Crucé la abertura y me hallé sobre un suelo de material duro, no tan suave como la superficie del muro, pero igualmente invisible. Al frente se extendía un corredor de la misma amplitud, que conducía al centro del círculo y por el que fui avanzando. Debí resultar un tipo estrafalario, avanzando por un lugar donde no había nada que observar. Ya que aunque sabía perfectamente bien que me hallaba rodeado por una pared invisible, yo no podía ver nada más que el gran círculo de lisa arena bajo mis pies, dorado por el sol de la tarde. Sin embargo, me pareció que estaba andando a treinta centímetros por encima del terreno, en el aire. Era éste el grosor del suelo, y precisamente era el peso de este suelo el que mantenía tan plano al terreno dentro del círculo. Anduve lentamente por el corredor, con las manos extendidas al frente, y apenas había recorrido una corta distancia cuando tropecé con otra pared que parecía cerrar el corredor, como un callejón sin salida.

Pero no me sentí descorazonado, ya que intuí que habría otra puerta no muy lejos, puerta que empecé a buscar. La encontré. Tanteando con mis manos el invisible muro del corredor, a ambos lados, tropecé con una especie de picaporte redondo y cuando puse mi mano en él, la puerta se abrió. Se oyó como un chirrido, como una leve blisa, y cuando volví a avanzar, el muro que me cerraba el paso habla desaparecido, y fui libre de ir adelante. Pero no me atreví a traspasar aquel nuevo umbral, por lo que regresé al picaporte, descubriendo que ninguna fuerza ni presión podia cerrar la puerta abierta. Seguramente, se trataba de un sutil mecanismo dentro del picaporte, que sólo necesitaba una presión de la mano para abrirse, apártándose todo el final del corredor, quizá deslizándose hacia arriba, como un rastrillo, aunque de esto no estoy muy seguro.

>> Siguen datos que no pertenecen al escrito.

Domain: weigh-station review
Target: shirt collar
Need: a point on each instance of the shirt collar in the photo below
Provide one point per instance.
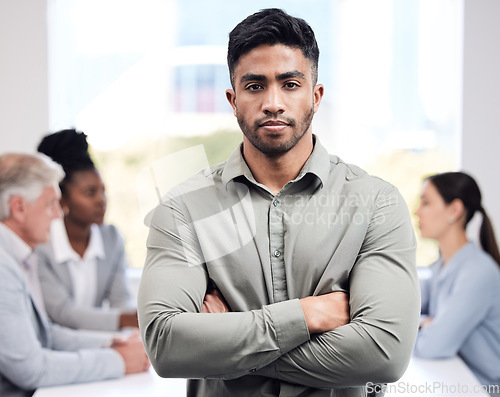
(63, 251)
(17, 247)
(318, 164)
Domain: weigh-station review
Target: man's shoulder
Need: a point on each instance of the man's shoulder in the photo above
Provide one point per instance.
(8, 264)
(204, 179)
(356, 177)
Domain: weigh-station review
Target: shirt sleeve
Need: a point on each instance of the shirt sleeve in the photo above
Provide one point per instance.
(459, 314)
(181, 341)
(376, 345)
(29, 365)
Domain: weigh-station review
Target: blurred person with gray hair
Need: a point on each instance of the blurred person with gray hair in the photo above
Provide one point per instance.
(33, 351)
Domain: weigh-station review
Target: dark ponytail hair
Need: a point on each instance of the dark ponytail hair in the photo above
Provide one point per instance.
(69, 148)
(459, 185)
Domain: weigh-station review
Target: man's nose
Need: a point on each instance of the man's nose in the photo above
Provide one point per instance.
(273, 100)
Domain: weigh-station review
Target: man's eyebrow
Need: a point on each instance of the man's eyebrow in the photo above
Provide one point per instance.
(252, 77)
(290, 75)
(282, 76)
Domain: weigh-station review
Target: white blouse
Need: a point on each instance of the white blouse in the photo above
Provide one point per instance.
(83, 270)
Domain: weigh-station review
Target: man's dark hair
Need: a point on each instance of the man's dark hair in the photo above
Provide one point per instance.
(272, 26)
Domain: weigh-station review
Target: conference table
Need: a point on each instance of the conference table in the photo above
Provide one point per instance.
(423, 377)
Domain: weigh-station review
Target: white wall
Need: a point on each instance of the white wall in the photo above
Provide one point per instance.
(23, 74)
(481, 100)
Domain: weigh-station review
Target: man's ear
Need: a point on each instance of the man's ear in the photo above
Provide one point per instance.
(319, 90)
(17, 208)
(231, 98)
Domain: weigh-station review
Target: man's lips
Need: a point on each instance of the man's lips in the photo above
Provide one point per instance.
(274, 126)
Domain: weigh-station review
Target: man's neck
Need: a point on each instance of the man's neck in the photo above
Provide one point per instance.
(276, 172)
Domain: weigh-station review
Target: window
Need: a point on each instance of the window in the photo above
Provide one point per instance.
(145, 79)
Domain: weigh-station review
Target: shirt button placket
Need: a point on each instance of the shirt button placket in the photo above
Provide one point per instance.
(276, 246)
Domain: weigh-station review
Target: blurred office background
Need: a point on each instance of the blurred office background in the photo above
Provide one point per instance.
(412, 88)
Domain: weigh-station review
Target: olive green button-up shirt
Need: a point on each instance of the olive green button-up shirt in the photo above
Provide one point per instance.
(333, 228)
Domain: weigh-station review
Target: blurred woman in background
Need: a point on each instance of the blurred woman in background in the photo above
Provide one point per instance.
(83, 268)
(461, 300)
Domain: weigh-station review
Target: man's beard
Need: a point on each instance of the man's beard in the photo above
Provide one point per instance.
(275, 149)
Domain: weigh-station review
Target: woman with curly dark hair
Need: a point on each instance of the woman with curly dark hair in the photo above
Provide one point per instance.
(83, 269)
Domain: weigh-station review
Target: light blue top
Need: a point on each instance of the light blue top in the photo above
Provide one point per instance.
(463, 297)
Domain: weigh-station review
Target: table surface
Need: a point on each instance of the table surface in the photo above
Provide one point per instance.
(423, 377)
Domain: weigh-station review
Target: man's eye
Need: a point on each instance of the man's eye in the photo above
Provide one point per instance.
(254, 87)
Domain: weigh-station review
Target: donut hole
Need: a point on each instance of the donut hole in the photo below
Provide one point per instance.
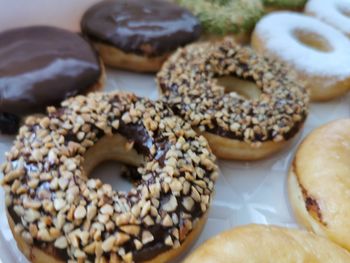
(243, 87)
(313, 40)
(344, 10)
(114, 161)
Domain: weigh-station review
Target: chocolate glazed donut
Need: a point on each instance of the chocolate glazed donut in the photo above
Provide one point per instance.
(139, 35)
(41, 66)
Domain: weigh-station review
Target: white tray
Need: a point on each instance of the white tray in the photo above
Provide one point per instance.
(246, 192)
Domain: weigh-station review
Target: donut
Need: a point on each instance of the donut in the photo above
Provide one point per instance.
(219, 18)
(284, 4)
(57, 213)
(138, 35)
(334, 13)
(247, 106)
(41, 66)
(258, 243)
(306, 43)
(318, 182)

Pero la puerta estaba abierta y entonces pasé. Moviéndome como un ciego en un sitio desconocido, comprendí que me encontraba en un vasto patio interior, cuyas paredes describían una gran curva. Cuando lo descubrí, volví al lugar donde el corredor se abría al patio y comencé a caminar en línea recta por el mismo. Encontré unos peldaños; el primero de los cuales pertenecía indudablemente a una escalinata de inmensas proporciones. Ascendí lenta, trabajosamente, tanteando ante mí con el pie a cada paso. Era la sensación de sentir los peldaños bajo mis pies lo que prestaba realidad al asunto, ya que a simple vista, yo estaba subiendo por el espacio. Sé que ha de resultar más fantástico visto que contado. Seguí ascendiendo hasta llegar a unos treinta metros de altura, donde la escalinata empezó a estrecharse, juntándose los costados. Unos cuantos peldaños más, y volví a hallarme en terreno llano que, después de algunos tanteos, descubrí era un ancho descansillo con barandillas bastante altas.

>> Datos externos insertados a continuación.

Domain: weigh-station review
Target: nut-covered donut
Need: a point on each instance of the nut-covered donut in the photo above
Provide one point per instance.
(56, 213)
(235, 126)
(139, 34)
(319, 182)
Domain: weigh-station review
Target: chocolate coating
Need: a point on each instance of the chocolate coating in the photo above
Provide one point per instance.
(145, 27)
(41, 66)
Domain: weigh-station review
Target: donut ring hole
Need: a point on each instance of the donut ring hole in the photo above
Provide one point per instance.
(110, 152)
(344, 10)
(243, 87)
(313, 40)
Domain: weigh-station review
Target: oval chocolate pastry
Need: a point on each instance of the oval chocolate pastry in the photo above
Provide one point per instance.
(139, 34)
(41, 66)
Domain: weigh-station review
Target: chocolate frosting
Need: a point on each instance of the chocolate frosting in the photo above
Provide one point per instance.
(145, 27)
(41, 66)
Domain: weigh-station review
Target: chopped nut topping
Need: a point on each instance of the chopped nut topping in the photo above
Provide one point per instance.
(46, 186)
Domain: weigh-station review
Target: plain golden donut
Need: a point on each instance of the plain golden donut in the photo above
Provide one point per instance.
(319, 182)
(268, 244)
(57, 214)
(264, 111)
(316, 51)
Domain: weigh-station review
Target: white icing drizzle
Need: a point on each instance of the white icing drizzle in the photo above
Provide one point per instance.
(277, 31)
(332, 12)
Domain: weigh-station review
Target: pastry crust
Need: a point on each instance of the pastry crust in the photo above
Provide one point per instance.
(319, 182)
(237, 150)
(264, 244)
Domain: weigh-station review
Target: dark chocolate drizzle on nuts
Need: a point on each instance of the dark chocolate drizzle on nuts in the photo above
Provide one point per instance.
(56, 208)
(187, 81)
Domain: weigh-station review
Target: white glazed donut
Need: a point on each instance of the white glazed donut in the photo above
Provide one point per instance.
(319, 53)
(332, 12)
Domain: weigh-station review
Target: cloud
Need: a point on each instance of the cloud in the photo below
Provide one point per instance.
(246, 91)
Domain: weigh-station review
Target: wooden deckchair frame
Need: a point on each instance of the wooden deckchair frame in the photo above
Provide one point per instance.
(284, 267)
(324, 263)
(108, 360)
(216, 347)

Me arrastré a gatas por aquella altura hasta que tropecé con otra pared, donde había una puerta. la atravesé, siempre arrastrándome, y aunque cuanto me rodeaba era invisible, intuí que ya no me hallaba al aire libre, sino en una estancia cerrada. Me detuve de pronto y entonces, mientras aún me hallaba agazapado en el suelo, percibí súbitamente la presencia del mal, de una maligna y amenazadora entidad, nativa de allí. No podía divisar nada, ni oír nada, pero en mi cerebro se abrió paso la idea de que algo infinitamente malvado e infinitamente antiguo formaba parte de aquel lugar. ¿Era la conciencia del horror que había llenado aquel lugar en una edad ya remota y fenecida? Fuese cual fuese la causa, no podía seguir avanzando con aquel extraño terror que me poseía; por tanto, retrocedí y volví al descansillo, donde me incliné sobre la invisible barandilla para examinar el paisaje de abajo.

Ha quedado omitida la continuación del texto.